Accounts are limited in how much the can run at a time, in order to prevent a single or a few users from hogging the entire cluster with long-running jobs if it happens to be idle (e.g. after a service break). The limit is such that it limits the maximum remaining runtime of all the jobs of a user. So the way to run more jobs concurrently is to run shorter and/or smaller (less CPU’s, less memory) jobs. For an in-depth explanation see http://tech.ryancox.net/2014/04/scheduler-limit-remaining-cputime-per.html and for a graphical simulator you can play around with: https://rc.byu.edu/simulation/grpcpurunmins.php . You can see the exact limits of your account with

sacctmgr -s show user $USER format=user,account,grptresrunmins%70

Why are my jobs in state "launch failed requeued held"?

Slurm is configured such that if a job fails due to some outside reason (e.g. the node where it’s running fails rather than the job itself crashing due to a bug in the job) the job is requeued in a held state. If you’re sure that everything is ok again you can release the job for scheduling with “scontrol release JOBID”. If you don’t want this behavior (i.e. you’d prefer that such failed jobs would just disappear) then you can prevent the requeuing with

#SBATCH --no-requeue

Why are my jobs in state "PENDING" with "BadConstraints" when it seems constraints are OK.

This happens when a job is submitted to multiple partitions (this is the default: it tries to go to partitions of all node types) and it is BadConstraints for some partitions. Then, it gives the BadConstraints reason for the whole job, even though it will eventually run. (If constraints are bad in all partitions, it will usually fail right when you are trying to submit it, something like sbatch: error: Batch job submission failed: Requested node configuration is not available).

You don’t need to do anything, but if you want a clean status: you can get rid of this message by limiting to partitions that actually satisfy the constraints. For example, if you request 96 CPUs, you can limit to the Milan nodes with -p batch-milan since those are tho only nodes with more than 40 CPUs. This example is valid as of 2023, if you are reading this later you need to figure out what the current state is (or ask us).

How can I find out the remaining runtime of my job/allocation?

You can find out the remaining time of any job that is running with

squeue -h -j  -o %L

Inside a job script or sinteractive session you can use the environment variable SLURM_JOB_ID to refer to the current job ID.

There seems to be running a lot of jobs in the short queue that has gone for longer than 4 hours. Should that be possible?

SLURM kills jobs based on the partition’s TimeLimit + OverTimeLimit parameter. The later in our case is 60 minutes. If for instance queue time limit is 4 hours, SLURM will allow to run on it 4 hours, plus 1 hour, thus no longer than 5 hours. Though OverTimeLimit may vary, don’t rely on it.
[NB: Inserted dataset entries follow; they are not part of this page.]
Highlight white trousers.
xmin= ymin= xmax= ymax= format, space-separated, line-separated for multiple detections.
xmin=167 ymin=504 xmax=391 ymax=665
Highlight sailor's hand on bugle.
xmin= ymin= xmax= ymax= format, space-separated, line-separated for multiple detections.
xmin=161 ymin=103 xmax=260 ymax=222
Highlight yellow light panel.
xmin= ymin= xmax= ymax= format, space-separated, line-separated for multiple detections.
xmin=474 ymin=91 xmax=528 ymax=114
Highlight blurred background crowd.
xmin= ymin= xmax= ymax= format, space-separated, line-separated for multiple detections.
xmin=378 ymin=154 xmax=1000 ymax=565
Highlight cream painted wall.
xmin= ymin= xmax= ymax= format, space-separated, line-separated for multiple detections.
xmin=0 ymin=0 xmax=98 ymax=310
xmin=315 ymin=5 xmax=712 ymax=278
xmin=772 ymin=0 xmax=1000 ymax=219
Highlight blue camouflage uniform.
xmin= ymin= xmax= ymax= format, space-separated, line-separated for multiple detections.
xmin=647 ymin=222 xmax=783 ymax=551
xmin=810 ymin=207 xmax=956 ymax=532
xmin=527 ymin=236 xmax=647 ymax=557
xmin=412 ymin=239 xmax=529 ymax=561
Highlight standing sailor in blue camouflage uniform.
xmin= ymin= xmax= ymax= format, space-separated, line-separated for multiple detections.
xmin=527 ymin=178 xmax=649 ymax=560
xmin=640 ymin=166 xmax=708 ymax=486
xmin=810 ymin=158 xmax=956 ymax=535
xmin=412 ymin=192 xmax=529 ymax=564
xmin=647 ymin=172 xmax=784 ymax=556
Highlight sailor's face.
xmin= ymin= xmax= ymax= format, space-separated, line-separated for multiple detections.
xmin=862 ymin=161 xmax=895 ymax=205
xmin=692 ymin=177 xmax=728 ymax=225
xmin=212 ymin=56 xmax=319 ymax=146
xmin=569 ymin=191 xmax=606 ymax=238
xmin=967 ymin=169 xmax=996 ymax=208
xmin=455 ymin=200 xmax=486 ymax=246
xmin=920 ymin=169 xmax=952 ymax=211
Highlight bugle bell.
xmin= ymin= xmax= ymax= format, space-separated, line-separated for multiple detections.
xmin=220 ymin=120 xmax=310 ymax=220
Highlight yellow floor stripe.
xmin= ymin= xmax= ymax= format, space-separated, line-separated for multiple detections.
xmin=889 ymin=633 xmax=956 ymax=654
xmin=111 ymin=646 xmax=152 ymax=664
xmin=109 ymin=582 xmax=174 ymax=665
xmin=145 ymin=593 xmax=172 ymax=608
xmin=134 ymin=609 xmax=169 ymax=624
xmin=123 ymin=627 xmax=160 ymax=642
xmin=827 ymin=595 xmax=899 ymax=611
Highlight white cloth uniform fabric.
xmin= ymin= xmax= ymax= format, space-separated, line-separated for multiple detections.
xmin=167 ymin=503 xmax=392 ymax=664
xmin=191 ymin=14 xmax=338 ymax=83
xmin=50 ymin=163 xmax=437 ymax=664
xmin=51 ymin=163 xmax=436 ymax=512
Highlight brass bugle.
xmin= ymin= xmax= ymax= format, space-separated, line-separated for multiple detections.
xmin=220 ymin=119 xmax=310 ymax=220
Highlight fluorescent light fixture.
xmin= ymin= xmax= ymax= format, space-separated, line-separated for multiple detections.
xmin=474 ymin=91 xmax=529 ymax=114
Partition’s (aka queue’s) TimeLimit is the one that end user should take into account when submit his/her job. Time limits per partiton one can check with slurm p command.

For setting up exact time frame after which you want your job to be killed anyway, set --time parameter when submitting the job. When the time limit is reached, each task in each job step is sent SIGTERM followed by SIGKILL. If you run a parallel job, set --time with srun as well. See ‘man srun' and ‘man sbatch’ for details.

#SBATCH --time=1:00:00
...

srun --time=1:00:00 ...

``srun: error: Unable to allocate resources: Requested node configuration is not available``

You have requested some Slurm options which do not include any nodes (for example, asking for a GPU with --gpus=TYPE:N and a partition without GPUs). Figure out what the problem is and adjust your Slurm options.

``srun: Required node not available (down, drained or reserved)``

This error usually occurs when a requested node is down, drained or reserved which can happen if the cluster is undergoing some work - and might happen if there are very few default nodes that Slurm chooses from. If this error occurs then the shell will usually hang after the job has been submitted if the job is still waiting for allocation. To find which nodes are available for us to run jobs we can use sinfo and under the STATE column you will see for each partition the states of the nodes.

To fix this we can either wait for the node to be available or choose a different partition with the --partition= command, using one of the partitions from sinfo which has free and available (idle) nodes.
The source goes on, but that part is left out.